Nevertheless, Clinton vetoed a continuing resolution, triggering a six-day shutdown of most of the government, involving 800,000 federal workers. A new continuing resolution was passed, and several appropriations bills were passed and signed. But the continuing resolution ran out on December 15, and 280,000 government workers were furloughed. Finally, presidential candidate Robert Dole announced to Republicans in Congress that “enough is enough” and Congress passed a continuing resolution on January 6 to end a twenty-one-day shutdown. Clinton and the Republicans finally came to agree on a budget that was calculated to eliminate the deficit within seven years. The booming economy of the 1990s and the deficit reduction packages of 1990 and 1993 led to balanced budgets from 1998 to 2001, the longest string of balanced budgets since the 1920s (table 2-2).
Both Bush and Clinton were hurt politically by their deficit reducing measures, but they were acts of political courage that enabled the government to produce balanced budgets at the turn of the century. Ironically, one of the issues in the presidential campaign of 2000 was about how to deal with the budget surpluses.
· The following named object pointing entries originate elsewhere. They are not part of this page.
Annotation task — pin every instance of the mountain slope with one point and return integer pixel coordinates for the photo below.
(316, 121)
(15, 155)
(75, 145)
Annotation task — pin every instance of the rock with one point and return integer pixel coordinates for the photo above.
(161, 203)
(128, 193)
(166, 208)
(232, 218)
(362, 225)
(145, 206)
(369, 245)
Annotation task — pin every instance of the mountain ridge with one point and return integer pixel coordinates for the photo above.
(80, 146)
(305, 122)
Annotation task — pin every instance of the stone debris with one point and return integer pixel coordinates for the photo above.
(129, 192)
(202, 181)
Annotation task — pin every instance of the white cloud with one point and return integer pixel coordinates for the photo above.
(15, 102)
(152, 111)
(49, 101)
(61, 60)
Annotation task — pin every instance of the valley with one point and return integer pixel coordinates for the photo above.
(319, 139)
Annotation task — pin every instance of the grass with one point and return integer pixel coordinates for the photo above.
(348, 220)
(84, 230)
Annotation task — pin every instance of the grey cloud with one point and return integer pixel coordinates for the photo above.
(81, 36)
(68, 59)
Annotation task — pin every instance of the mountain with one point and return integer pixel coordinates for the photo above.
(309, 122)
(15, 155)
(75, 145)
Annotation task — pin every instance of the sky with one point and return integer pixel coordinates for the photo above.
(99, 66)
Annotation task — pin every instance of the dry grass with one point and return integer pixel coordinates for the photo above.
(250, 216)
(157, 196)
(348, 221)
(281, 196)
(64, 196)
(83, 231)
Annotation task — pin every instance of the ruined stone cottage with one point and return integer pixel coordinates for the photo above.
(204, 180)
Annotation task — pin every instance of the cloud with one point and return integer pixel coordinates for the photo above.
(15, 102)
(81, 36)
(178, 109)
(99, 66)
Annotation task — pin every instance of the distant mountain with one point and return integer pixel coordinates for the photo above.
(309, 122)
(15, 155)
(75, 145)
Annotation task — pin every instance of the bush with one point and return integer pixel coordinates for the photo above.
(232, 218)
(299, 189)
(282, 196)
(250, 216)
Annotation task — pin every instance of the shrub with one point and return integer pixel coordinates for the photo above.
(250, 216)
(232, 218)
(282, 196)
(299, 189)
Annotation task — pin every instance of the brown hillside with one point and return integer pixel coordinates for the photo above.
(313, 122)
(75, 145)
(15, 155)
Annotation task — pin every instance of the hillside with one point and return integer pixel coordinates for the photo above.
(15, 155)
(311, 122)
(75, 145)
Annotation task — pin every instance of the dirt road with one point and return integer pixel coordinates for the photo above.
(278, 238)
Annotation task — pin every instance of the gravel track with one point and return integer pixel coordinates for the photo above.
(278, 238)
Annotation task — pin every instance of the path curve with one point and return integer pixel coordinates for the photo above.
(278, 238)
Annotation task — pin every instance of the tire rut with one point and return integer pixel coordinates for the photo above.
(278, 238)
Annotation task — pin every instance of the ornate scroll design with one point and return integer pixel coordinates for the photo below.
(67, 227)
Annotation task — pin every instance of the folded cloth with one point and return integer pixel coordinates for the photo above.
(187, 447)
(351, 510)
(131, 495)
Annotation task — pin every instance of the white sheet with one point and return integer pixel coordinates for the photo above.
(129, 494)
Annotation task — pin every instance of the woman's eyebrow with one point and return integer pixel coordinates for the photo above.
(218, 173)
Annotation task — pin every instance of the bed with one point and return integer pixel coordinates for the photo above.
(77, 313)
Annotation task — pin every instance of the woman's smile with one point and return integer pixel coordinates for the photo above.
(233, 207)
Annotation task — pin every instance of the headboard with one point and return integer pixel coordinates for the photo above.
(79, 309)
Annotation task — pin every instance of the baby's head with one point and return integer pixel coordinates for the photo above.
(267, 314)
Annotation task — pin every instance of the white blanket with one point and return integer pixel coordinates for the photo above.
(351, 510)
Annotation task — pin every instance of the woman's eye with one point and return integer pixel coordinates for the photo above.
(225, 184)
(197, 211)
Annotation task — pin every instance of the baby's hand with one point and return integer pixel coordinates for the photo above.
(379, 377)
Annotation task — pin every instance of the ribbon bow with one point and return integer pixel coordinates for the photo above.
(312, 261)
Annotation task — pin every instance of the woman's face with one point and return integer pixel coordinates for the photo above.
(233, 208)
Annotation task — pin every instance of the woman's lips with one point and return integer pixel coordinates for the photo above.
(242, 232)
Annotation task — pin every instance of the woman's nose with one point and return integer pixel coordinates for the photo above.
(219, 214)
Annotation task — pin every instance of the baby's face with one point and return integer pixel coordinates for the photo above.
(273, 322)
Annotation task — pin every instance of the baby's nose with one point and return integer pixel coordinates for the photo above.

Bush 43, Obama, and the Great Recession
In what Irene Rubin termed “The Great Unraveling,” policy choices in the early twenty-first century turned the four years of surplus from 1998 to 2001 into a pattern of deficit spending, which was greatly exacerbated by the Great Recession of 2008–2010.43
TABLE 2-2. Four Years of Budget Surplus
Budget Surplus and National Debt as % of GDP
Year | Surplus as % GDP | Debt as % GDP |
---|---|---|
1998 | 0.8 | 41.6 |
1999 | 1.3 | 38.2 |
2000 | 2.3 | 33.6 |
2001 | 1.2 | 31.4 |
Source: Congressional Budget Office, The Budget and Economic Outlook: 2018–2028 (April 2018), Appendix E-1, p. 145.
Despite winning the 2000 elections with fewer votes than Al Gore, President Bush claimed a mandate and won large tax cuts in 2001 and 2003. When some pointed out the increasing deficits and their danger in 2003, Vice President Cheney asserted that “Reagan proved that deficits don’t matter. We won the mid-term elections, this is our due.”44 The reconciliation process, which was originally intended to enforce reductions in spending (and thus the deficit) was used by the Bush administration to force through its tax cuts, thus increasing the deficit.45 In addition, the new Medicare Part D prescription drug benefits program and the wars in Afghanistan and Iraq added to the increasing deficits. The discipline provided by the 1990 Budget Enforcement Act (BEA), with its PAYGO provisions, lapsed after 2002 (table 2-3).